From: Benny Halevy <bhalevy@tonian.com>
To: Peng Tao <bergwolf@gmail.com>
Cc: linux-nfs@vger.kernel.org, Trond.Myklebust@netapp.com,
Peng Tao <peng_tao@emc.com>
Subject: Re: [PATCH 8/8] pnfsblock: alloc short extent before submit bio
Date: Thu, 10 Nov 2011 11:22:55 +0200 [thread overview]
Message-ID: <4EBB97EF.1050006@tonian.com> (raw)
In-Reply-To: <1320851766-1834-9-git-send-email-bergwolf@gmail.com>
Hi Tao,
I like the direction in this patch however
there are a couple nits below.
Thanks,
Benny
On 2011-11-09 17:16, Peng Tao wrote:
> As discussed earlier, it is better for block client to allocate memoroy for
nit: "memory"
> tracking extents state before submitting bio. So the patch does it by allocating
> a short_extent for every INVALID extent touched by write pagelist and for
> every zeroing page we created, saving them in layout header.
> Then in end_io we can just use them to create commit list items and avoid
> memory allocation there.
>
> Signed-off-by: Peng Tao <peng_tao@emc.com>
> ---
> fs/nfs/blocklayout/blocklayout.c | 70 +++++++++++++++++++++++++++++---------
> fs/nfs/blocklayout/blocklayout.h | 3 +-
> fs/nfs/blocklayout/extents.c | 13 ++-----
> 3 files changed, 60 insertions(+), 26 deletions(-)
>
> diff --git a/fs/nfs/blocklayout/blocklayout.c b/fs/nfs/blocklayout/blocklayout.c
> index cb4ff0f..53cd332 100644
> --- a/fs/nfs/blocklayout/blocklayout.c
> +++ b/fs/nfs/blocklayout/blocklayout.c
> @@ -90,8 +90,9 @@ static int is_writable(struct pnfs_block_extent *be, sector_t isect)
> */
> struct parallel_io {
> struct kref refcnt;
> - void (*pnfs_callback) (void *data);
> + void (*pnfs_callback) (void *data, int num_se);
> void *data;
> + int bse_count;
> };
>
> static inline struct parallel_io *alloc_parallel(void *data)
> @@ -102,6 +103,7 @@ static inline struct parallel_io *alloc_parallel(void *data)
> if (rv) {
> rv->data = data;
> kref_init(&rv->refcnt);
> + rv->bse_count = 0;
> }
> return rv;
> }
> @@ -116,7 +118,7 @@ static void destroy_parallel(struct kref *kref)

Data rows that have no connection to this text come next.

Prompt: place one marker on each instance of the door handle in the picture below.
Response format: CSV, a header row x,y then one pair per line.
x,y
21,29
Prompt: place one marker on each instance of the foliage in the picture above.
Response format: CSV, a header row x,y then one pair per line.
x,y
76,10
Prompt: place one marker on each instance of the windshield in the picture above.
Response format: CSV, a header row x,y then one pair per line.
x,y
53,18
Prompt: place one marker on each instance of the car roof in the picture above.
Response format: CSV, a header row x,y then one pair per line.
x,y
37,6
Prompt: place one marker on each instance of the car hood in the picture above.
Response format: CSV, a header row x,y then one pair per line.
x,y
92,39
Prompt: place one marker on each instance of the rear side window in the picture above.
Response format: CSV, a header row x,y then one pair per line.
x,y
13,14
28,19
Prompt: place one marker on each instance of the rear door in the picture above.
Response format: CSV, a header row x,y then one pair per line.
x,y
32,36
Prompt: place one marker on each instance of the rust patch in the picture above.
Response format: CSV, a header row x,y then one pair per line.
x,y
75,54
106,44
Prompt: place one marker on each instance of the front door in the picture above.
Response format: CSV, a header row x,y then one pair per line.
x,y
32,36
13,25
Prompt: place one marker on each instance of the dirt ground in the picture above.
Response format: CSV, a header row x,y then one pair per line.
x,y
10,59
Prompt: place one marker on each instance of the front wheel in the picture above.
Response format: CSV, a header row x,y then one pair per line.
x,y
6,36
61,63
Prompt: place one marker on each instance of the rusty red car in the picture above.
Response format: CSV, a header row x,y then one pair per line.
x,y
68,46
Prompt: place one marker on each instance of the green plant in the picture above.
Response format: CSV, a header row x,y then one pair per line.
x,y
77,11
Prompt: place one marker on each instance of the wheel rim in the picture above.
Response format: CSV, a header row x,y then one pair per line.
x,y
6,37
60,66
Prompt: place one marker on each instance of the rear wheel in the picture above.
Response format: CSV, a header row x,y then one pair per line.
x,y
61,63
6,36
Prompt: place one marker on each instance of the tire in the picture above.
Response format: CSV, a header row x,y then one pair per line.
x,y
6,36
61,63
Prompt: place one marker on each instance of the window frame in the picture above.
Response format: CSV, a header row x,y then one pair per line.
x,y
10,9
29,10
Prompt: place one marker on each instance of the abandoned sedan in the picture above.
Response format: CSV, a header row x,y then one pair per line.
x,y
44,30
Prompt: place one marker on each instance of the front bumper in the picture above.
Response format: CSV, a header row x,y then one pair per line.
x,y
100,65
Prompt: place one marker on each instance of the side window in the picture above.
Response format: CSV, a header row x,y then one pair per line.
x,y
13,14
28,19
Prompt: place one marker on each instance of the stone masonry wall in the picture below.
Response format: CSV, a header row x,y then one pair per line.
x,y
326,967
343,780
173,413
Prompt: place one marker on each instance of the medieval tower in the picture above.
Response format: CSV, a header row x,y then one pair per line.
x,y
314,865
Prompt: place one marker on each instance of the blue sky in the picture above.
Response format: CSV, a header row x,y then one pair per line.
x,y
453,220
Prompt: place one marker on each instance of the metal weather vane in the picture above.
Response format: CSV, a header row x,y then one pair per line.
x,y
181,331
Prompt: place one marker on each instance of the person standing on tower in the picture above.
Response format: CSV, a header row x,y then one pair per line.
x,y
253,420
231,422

> struct parallel_io *p = container_of(kref, struct parallel_io, refcnt);
>
> dprintk("%s enter\n", __func__);
> - p->pnfs_callback(p->data);
> + p->pnfs_callback(p->data, p->bse_count);
> kfree(p);
> }
>
> @@ -211,7 +213,7 @@ static void bl_read_cleanup(struct work_struct *work)
> }
>
> static void
> -bl_end_par_io_read(void *data)
> +bl_end_par_io_read(void *data, int unused)
> {
> struct nfs_read_data *rdata = data;
>
> @@ -312,6 +314,7 @@ static void mark_extents_written(struct pnfs_block_layout *bl,
> {
> sector_t isect, end;
> struct pnfs_block_extent *be;
> + struct pnfs_block_short_extent *se;
>
> dprintk("%s(%llu, %u)\n", __func__, offset, count);
> if (count == 0)
> @@ -324,8 +327,11 @@ static void mark_extents_written(struct pnfs_block_layout *bl,
> be = bl_find_get_extent(bl, isect, NULL);
> BUG_ON(!be); /* FIXME */
> len = min(end, be->be_f_offset + be->be_length) - isect;
> - if (be->be_state == PNFS_BLOCK_INVALID_DATA)
> - bl_mark_for_commit(be, isect, len); /* What if fails? */
> + if (be->be_state == PNFS_BLOCK_INVALID_DATA) {
> + se = bl_pop_short_extent(be->be_inval, 1);
> + BUG_ON(!se);
> + bl_mark_for_commit(be, isect, len, se);
> + }
> isect += len;
> bl_put_extent(be);
> }
> @@ -347,7 +353,8 @@ static void bl_end_io_write_zero(struct bio *bio, int err)
> end_page_writeback(page);
> page_cache_release(page);
> } while (bvec >= bio->bi_io_vec);
> - if (!uptodate) {
> +
> + if (unlikely(!uptodate)) {
> if (!wdata->pnfs_error)
> wdata->pnfs_error = -EIO;
> pnfs_set_lo_fail(wdata->lseg);
> @@ -356,7 +363,6 @@ static void bl_end_io_write_zero(struct bio *bio, int err)
> put_parallel(par);
> }
>
> -/* This is basically copied from mpage_end_io_read */
> static void bl_end_io_write(struct bio *bio, int err)
> {
> struct parallel_io *par = bio->bi_private;
> @@ -382,7 +388,7 @@ static void bl_write_cleanup(struct work_struct *work)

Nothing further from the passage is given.